Hi Holger, sorry, I'm not good at responding to unsorted email in a timely 
manner :/

The comment is inaccurate, the wraparound relates to how the number is used in 
OID >> #initialize, not the number itself.

lp := LargePositiveInteger new: 3.
lp at: 1 put: 255; at: 2 put: 255; at: 3 put: 255.
lp := lp digitAdd: 1.
(ByteArray new: 3) replaceFrom: 1 to: 3 with: lp startingAt: 1; yourself

So the number will keep on growing, but for the purposes of our use, it wraps 
around.

Cheers,
Henry


> On 30 May 2016, at 9:57 , Holger Freyther <hol...@freyther.de> wrote:
> 
> Hi,
> 
> I tried to reach the author for several weeks but he doesn't seem to respond 
> so I am trying to reach a wider audience to either confirm my suspicion or to 
> be corrected. In
> http://smalltalkhub.com/#!/~MongoTalkTeam/mongotalk/diff/Mongo-BSON-HenrikSperreJohansen.43
> 
> the following change is done:
> 
> +     "digitAdd: wraps around to 0 when result would overflow"
> +     ^ counter := counter
> +                                             ifNil:[self newCounter]
> +                                             ifNotNil:[counter digitAdd: 1]!
> -     ^ counter := (counter + 1) \\ 16rFFFFFF!
> 
> The old code has overflow checking, the new code makes a statement I don't 
> think is true. counter is LargePositiveInteger new: 3 to use three bytes.
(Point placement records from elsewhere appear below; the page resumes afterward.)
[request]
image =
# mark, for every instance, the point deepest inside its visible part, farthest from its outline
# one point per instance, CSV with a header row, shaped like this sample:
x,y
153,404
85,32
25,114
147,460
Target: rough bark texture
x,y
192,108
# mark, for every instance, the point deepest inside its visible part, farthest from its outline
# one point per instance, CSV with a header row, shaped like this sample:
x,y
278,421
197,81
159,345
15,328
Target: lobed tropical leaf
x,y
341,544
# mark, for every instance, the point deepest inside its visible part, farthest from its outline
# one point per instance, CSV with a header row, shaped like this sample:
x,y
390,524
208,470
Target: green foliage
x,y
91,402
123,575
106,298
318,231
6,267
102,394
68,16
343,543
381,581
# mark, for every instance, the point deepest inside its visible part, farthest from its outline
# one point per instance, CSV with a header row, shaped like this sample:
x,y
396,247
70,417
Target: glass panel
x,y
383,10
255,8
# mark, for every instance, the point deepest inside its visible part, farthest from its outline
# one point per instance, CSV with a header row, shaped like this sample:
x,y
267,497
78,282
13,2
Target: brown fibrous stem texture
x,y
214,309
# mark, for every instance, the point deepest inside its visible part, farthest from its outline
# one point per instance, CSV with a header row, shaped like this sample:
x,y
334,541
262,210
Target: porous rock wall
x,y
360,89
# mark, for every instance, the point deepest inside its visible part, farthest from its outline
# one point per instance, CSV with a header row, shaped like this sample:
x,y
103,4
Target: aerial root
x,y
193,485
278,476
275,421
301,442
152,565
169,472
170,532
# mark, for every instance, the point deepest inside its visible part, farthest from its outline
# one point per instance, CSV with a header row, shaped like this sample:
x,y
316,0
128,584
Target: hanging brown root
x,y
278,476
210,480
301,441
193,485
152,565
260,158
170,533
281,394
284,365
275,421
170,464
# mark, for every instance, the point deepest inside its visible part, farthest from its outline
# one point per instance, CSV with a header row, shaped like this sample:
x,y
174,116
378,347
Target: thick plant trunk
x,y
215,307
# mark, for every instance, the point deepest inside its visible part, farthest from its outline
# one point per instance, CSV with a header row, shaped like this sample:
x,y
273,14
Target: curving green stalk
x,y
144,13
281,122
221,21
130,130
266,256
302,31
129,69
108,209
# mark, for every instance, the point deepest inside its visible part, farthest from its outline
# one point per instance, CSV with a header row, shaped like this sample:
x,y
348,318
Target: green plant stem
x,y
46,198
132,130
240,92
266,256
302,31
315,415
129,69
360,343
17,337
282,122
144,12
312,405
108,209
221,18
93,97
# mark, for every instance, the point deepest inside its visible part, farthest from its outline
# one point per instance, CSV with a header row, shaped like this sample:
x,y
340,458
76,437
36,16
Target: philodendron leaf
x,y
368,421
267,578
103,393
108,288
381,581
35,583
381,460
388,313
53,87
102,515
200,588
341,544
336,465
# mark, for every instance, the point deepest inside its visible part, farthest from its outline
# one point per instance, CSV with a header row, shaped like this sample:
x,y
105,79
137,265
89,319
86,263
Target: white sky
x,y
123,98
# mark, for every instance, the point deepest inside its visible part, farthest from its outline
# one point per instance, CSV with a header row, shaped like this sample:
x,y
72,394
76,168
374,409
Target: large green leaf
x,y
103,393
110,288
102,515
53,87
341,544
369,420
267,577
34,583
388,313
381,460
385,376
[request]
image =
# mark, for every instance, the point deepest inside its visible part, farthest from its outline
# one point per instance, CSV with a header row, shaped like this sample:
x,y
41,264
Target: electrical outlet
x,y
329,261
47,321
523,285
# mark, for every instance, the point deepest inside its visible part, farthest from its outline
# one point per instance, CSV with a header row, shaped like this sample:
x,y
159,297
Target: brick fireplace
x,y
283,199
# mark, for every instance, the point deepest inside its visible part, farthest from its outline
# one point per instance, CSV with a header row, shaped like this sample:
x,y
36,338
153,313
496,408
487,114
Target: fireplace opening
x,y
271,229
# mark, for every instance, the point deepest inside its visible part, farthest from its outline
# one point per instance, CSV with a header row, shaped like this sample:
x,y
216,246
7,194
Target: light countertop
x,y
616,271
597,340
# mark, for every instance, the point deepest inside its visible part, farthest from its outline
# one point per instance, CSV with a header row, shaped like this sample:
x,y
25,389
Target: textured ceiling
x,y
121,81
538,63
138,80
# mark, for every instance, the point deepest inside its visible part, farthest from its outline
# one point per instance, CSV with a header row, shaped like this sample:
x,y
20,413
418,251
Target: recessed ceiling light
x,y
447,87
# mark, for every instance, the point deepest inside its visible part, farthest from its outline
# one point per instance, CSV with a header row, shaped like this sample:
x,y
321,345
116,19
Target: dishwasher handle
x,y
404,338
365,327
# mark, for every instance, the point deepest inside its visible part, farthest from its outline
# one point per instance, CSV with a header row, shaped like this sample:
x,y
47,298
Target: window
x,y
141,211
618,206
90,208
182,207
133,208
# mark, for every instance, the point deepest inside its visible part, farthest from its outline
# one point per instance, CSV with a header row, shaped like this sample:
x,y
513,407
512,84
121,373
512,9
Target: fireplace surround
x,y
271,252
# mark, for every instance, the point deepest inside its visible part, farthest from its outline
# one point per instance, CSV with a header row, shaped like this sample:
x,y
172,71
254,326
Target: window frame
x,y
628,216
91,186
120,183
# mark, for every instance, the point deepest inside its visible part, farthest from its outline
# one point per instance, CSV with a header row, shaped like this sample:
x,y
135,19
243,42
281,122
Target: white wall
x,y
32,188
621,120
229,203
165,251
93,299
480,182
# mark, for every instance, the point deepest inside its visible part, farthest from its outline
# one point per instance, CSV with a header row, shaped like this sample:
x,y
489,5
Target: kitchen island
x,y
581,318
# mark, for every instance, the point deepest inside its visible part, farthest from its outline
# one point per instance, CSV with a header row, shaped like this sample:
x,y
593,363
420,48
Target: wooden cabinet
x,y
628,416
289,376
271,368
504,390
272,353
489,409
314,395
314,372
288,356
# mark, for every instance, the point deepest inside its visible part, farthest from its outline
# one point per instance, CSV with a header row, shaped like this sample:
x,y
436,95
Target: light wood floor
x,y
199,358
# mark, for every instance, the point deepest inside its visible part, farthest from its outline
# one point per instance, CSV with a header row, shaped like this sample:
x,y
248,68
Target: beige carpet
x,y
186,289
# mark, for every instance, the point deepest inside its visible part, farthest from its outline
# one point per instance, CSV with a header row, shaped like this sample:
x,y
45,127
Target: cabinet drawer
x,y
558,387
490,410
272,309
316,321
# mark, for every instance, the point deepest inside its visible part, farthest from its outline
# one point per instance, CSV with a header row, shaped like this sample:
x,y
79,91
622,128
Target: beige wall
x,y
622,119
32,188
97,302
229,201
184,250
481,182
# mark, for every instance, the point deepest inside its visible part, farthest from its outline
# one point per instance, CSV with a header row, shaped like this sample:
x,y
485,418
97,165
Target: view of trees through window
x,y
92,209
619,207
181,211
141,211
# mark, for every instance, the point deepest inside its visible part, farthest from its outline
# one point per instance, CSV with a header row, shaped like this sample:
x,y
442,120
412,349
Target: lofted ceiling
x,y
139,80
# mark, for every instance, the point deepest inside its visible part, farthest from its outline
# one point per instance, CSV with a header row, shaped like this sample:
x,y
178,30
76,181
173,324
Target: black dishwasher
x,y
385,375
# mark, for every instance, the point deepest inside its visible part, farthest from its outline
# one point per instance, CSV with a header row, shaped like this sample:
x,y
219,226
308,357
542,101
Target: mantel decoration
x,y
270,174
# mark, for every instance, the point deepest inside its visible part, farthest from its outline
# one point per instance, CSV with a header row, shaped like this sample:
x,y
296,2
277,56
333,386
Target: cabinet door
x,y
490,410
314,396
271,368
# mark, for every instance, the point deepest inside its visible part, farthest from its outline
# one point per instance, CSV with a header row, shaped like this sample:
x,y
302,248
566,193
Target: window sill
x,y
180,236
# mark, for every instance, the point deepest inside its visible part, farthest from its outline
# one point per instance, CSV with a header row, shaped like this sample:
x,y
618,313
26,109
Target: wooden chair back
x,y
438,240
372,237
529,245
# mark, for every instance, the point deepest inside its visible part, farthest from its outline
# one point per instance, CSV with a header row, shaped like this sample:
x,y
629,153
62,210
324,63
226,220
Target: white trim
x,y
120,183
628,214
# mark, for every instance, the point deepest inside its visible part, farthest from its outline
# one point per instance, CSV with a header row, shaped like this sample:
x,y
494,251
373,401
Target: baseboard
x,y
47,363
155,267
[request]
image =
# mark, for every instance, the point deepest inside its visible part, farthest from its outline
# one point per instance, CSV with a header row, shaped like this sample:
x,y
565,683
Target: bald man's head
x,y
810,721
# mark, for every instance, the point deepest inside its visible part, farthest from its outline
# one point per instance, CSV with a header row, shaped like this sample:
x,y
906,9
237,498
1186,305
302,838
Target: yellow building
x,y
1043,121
So 
> given the above code and the experiment (yes I could just add a bigger number)
> 
> | id |
> id := LargePositiveInteger.
> 1 to: (16777215 + 50) do: [:each |
>       id := id digitAdd: 1].
> id.
> 
> Given the comment it should overflow and the value be 50? This is not what 
> the result is. So shall the truncation be added again or at least the comment 
> be updated? The code will go from LargePositiveInteger to SmallInteger when 
> overflowing from three to four bytes but luckily
> 
>>> #value
>       ...
>       replaceFrom: 1 to: 3    with: self class counterNext startingAt: 1
> 
> will even work when counterNext returns a SmallInteger. But given the old 
> code and the comment in the new code this is does not seem to function as 
> intended?
> 
> kind regards
>       holger
> 
> 
> PS: The other part is that >>#newCounter doesn't seem to be ever executed. On 
> first load >>#initialize will call >>#reset and on >>#shutDown: calls reset. 
> So the code to "randomize" the initial counter doesn't seem to work.